Женщины с рюкзаками за спиной собирали в чистеньком лесу валежник. Молодые люди в синих беретах и светлых плащах сообща курили одну папироску, безразличные ко всему на свете.

Горевой хотелось расспросить Голышева о Воропаеве, но она не посмела вызвать его на откровенный разговор, хорошо понимая, что нет ничего тяжелее и неприятнее несчастной женщины.

«Буду проситься в Москву,  тоскливо подумала она.  Бог с ней, с этой Европой. Здесь нечего делать. Здесь одиноко».

События, последовавшие за капитуляцией Германии и в корне изменившие отношения не только между странами, входившими в гитлеровское государство, но и между классами внутри каждой страны, были еще хаотичны, неопределенны.

Фашизм свалился под откос, как поезд на полном ходу, и еще дымилось и стонало поле его катастрофы. Трудно было сказать, что уцелело в разгромленных государствах и какие звенья их механизма выведены из строя целиком, а какие действуют впустую, как маховики лежащего на боку паровоза.

То, что так поражало Гореву на улицах Вены,  движение во все концы огромных толп с кулями, тележками и велосипедами, розыски близких, толчея на площадях и в парках даже в будние дни, обостренный интерес к слухам о завтрашнем дне, молниеносные митинги на улицахвсе это было отражением смятенной духовной жизни народа. К Альтманам с утра забегали люди перемолвиться словом и как бы ненароком узнать мнение Горевой о тысяче самых разнообразных вещей. Будут ли иметь хождение немецкие марки? Чьей будет Австрия? Надо ли запасаться продуктами? Получат ли югославское подданство сербы, живущие в Вене? Где и как достать книги Ленина и Сталина?

Венские музыканты переписывали ноты у капельмейстеров дивизионных оркестров. На киносеансы сбегались целыми улицами, а по ночам на объявлениях коменданта кто-то чертил углем свастику. Внезапно вспыхивали давно разминированные дома. Женщины гурьбой волокли переодетого эсэсовца. Люди, вышедшие из лагерей с нашитыми на груди флажками своих стран, с заплаканными лицами проходили по улицам.

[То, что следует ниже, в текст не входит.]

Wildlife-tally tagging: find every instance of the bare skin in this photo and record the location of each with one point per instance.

Горевой довелось побывать в городке иностранных рабочих, насильно свезенных сюда со всей Европы, где сейчас остались лишь выздоравливающие да люди, разыскивающие родных. Она и здесь увидела все то же, что было так характерно для Вены. Казалось, о чем бы спорить между собой землякам, покидавшим ненавистную чужбину? Однако шумные сборища не прекращались даже в часы выдачи пищи. Больные сдвигали койки и ораторствовали без передышки, и потасовки неизбежно заканчивали каждую политическую дискуссию.

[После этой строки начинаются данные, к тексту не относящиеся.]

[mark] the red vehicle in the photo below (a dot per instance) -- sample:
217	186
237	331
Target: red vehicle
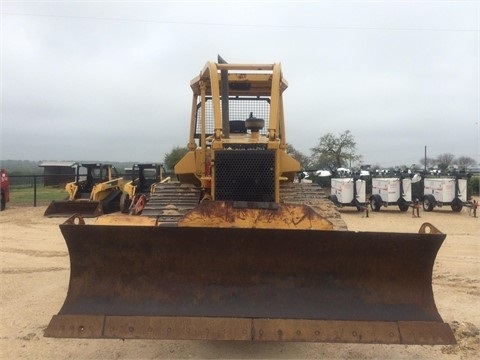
5	188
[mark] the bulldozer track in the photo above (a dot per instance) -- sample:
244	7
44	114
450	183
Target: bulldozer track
171	201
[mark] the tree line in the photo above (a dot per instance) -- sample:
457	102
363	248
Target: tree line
336	151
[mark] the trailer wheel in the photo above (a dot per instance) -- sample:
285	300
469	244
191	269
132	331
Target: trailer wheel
457	205
429	202
403	204
376	202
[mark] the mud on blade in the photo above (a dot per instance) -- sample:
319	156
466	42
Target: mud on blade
250	284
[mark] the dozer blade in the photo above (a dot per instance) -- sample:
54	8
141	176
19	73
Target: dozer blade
67	208
250	284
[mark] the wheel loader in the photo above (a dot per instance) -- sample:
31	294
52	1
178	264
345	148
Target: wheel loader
236	250
96	191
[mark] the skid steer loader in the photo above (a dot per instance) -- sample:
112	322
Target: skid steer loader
95	191
237	251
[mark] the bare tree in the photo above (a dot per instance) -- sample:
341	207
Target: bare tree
303	159
464	162
428	162
335	151
445	160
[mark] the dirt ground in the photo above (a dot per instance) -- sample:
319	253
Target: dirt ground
34	279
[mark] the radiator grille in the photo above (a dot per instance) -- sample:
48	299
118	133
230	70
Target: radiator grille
245	175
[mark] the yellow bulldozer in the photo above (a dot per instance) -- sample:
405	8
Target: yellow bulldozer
97	190
236	250
136	193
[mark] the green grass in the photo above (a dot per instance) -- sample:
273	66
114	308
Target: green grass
45	194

Разгром фашизма был революцией для освобожденных из рабства тружеников. Левые итальянцы сближались с левыми чехами и французами. Правые чехи и французы группировались особо. Возникали содружества, скрепленные рукопожатиями и не отмеченные ни в каких протоколах, которые стирали границы государств.

Великий, но отнюдь не тихий океан новых человеческих связей заливал Европу, поднимающуюся с натруженных колен. Было о чем мечтать и спорить и тем, кто чудом выжил в эсэсовских лагерях, и тем, кто чудом избежал их потому, что фашизм оказался разгромленным.

Но Горевой, когда она поняла, что происходит, не стало от этого легче.

Немцы были ей настолько чужды, что она не могла, подобно Голышеву, заинтересоваться их делами. Часами она не выходила из перевязочной или операционной, вполне удовлетворенная своей работой и не имея ни малейшего желания выходить из круга своих интересов.

Мысль о возвращении домой посещала ее все чаще и чаще. Ее влекла домой тоска по людям, которые думают так же, как она, тоска по складу жизни, которой здесь не было и не могло быть.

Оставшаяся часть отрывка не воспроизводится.